By Amanda Koeck
A new Linux-Open Source Software Teaching Lab has been established at the College of Social and Behavioral Sciences (CSBS). An open house for the lab will be held on Wednesday, Sept. 22 from 4:30-5:30 p.m. in W-13 Machmer Hall.
In addition to serving traditional teaching needs, the lab is intended to introduce students to the computer operating system Linux and open-source software that is freely available and modifiable under alternative licensing arrangements. The new lab is one of the first teaching labs of its kind in the nation to serve students in the social sciences as well as engineering and computer science.
More than $100,000 in equipment, software and co-op support from IBM and an anonymous donor from Amherst Computer Works, Inc. made the lab possible.

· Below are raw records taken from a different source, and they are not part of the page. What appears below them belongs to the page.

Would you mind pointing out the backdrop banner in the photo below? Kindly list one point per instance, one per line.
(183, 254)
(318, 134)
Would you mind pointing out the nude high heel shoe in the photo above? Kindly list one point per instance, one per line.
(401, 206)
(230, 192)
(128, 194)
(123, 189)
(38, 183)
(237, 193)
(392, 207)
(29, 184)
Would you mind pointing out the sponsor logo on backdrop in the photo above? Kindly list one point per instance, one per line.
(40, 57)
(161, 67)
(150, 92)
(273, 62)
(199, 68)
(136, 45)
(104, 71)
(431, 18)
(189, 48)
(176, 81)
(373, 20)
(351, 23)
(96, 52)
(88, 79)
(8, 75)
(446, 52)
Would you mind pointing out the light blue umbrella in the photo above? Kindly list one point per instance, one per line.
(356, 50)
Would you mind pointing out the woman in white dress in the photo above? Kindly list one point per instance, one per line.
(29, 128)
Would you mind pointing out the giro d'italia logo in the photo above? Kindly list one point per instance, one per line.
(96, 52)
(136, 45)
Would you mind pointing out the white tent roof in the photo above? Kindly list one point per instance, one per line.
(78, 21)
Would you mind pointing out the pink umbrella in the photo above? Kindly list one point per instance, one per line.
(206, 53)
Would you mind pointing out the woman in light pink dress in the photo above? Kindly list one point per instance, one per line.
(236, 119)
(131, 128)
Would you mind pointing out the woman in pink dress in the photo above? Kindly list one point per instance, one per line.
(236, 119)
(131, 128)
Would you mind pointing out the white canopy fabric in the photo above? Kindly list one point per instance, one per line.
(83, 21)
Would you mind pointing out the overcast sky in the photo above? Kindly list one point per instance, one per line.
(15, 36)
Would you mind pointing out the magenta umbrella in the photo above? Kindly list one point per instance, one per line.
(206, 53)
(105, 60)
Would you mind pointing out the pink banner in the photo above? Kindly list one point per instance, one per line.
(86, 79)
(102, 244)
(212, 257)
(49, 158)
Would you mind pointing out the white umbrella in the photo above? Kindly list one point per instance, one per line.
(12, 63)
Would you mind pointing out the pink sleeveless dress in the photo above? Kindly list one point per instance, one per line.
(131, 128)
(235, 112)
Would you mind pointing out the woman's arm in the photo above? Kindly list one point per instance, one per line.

CSBS is providing the lab space with primary lab management being done through Dee Weber of the Social and Demographic Research Institute. IBM has hired two UMass students – Oliver Aaltonen and John Jacobson – who have successfully installed the lab and are now administering the lab, working in conjunction with Weber. They plan to provide workshops in Linux and open-source software applications through next May.

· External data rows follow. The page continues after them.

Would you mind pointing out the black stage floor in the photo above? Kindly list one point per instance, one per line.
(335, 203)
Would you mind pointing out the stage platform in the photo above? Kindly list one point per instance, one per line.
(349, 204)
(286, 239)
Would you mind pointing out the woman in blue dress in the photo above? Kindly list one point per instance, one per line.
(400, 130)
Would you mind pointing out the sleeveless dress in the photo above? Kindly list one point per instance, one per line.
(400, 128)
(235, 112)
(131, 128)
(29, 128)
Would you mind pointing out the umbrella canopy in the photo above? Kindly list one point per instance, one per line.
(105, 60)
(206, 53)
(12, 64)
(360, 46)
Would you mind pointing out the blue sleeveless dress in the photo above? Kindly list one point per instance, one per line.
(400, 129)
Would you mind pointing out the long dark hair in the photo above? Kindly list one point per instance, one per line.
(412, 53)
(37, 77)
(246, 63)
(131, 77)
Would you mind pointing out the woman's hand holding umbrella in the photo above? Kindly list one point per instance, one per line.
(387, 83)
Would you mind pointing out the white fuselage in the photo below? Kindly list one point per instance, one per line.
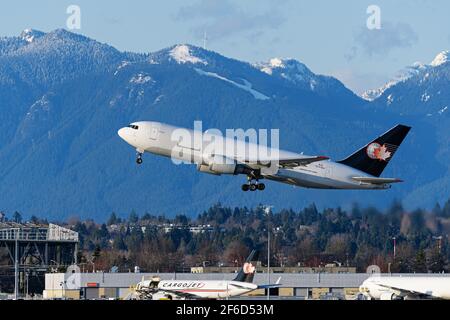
(388, 287)
(157, 138)
(207, 289)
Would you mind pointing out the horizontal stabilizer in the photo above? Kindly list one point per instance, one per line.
(374, 180)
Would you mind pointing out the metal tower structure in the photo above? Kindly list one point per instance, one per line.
(36, 249)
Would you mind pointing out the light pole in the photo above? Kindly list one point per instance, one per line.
(395, 245)
(267, 210)
(439, 240)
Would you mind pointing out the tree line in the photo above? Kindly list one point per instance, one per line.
(223, 236)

The lab will provide a variety of open source software including the “Gnome” desktop environment; the “OpenOffice” productivity suite; Geographic Information System (GIS) software; and “R,” a language and environment for statistical computing and graphics; and STATA, a proprietary statistical software package that was donated by the Stata Corp. to support traditional teaching purposes. The lab will serve faculty from several schools and colleges and will reach out to students involved in the all-campus Information Technology minor. In addition, special speaking events are being planned with guest lecturers from companies like IBM, and student-run “Linux-fests” are being organized by the new UMass Amherst student Linux User Club.
According to lab principal investigator Charlie Schweik, who holds a joint faculty position in the Center for Public Policy and Administration and the Department of Natural Resources Conservation, “It is important for us to expose students in all disciplines to the emerging open source phenomenon. It is now emerging into disciplines beyond computer science and engineering. In some instances, it is now being mandated for use by government, such as in Germany and Brazil. Corporations like IBM are now embracing it. And people in developing world contexts are desperate for it because of its affordability. This lab will allow UMass faculty to become leaders in developing courses built around such software for analysis in social or natural science applications and has the potential for building a future distance learning program with a global reach.”

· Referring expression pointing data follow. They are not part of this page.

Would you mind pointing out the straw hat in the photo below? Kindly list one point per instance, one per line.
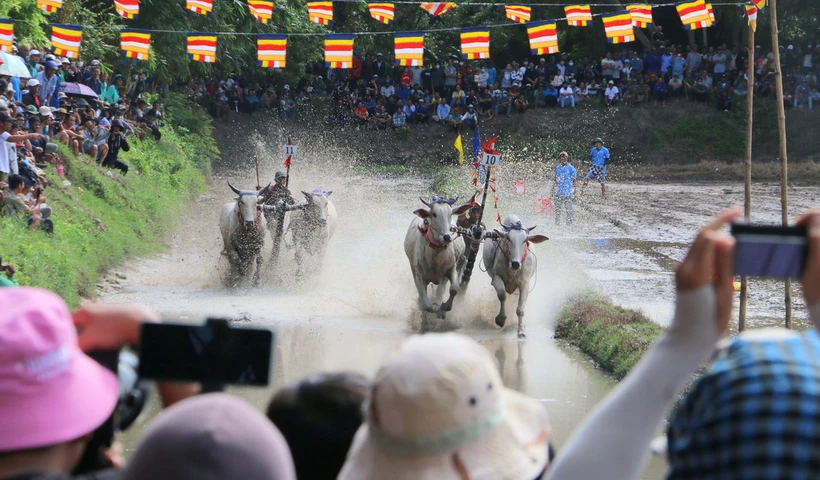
(439, 411)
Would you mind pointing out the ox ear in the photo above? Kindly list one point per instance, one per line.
(462, 209)
(537, 238)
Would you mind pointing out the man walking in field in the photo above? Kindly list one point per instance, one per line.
(563, 190)
(599, 157)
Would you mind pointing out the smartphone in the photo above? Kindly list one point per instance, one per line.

Mark Hanny, IBM vice president and partnership executive for UMass Amherst, adds, “We need a deeper partnership between academia and business to ensure that the students of today are qualified for the information technology jobs of tomorrow, whether be in government, non-profit or business and regardless of academic discipline. The lab is one of the first of its kind that we know of in the nation and is leading a new era of IT education in the social and natural sciences.”
IBM executives will be on hand for the lab open house. Interested UMass faculty, students and the general public are encouraged to stop by and see the facility.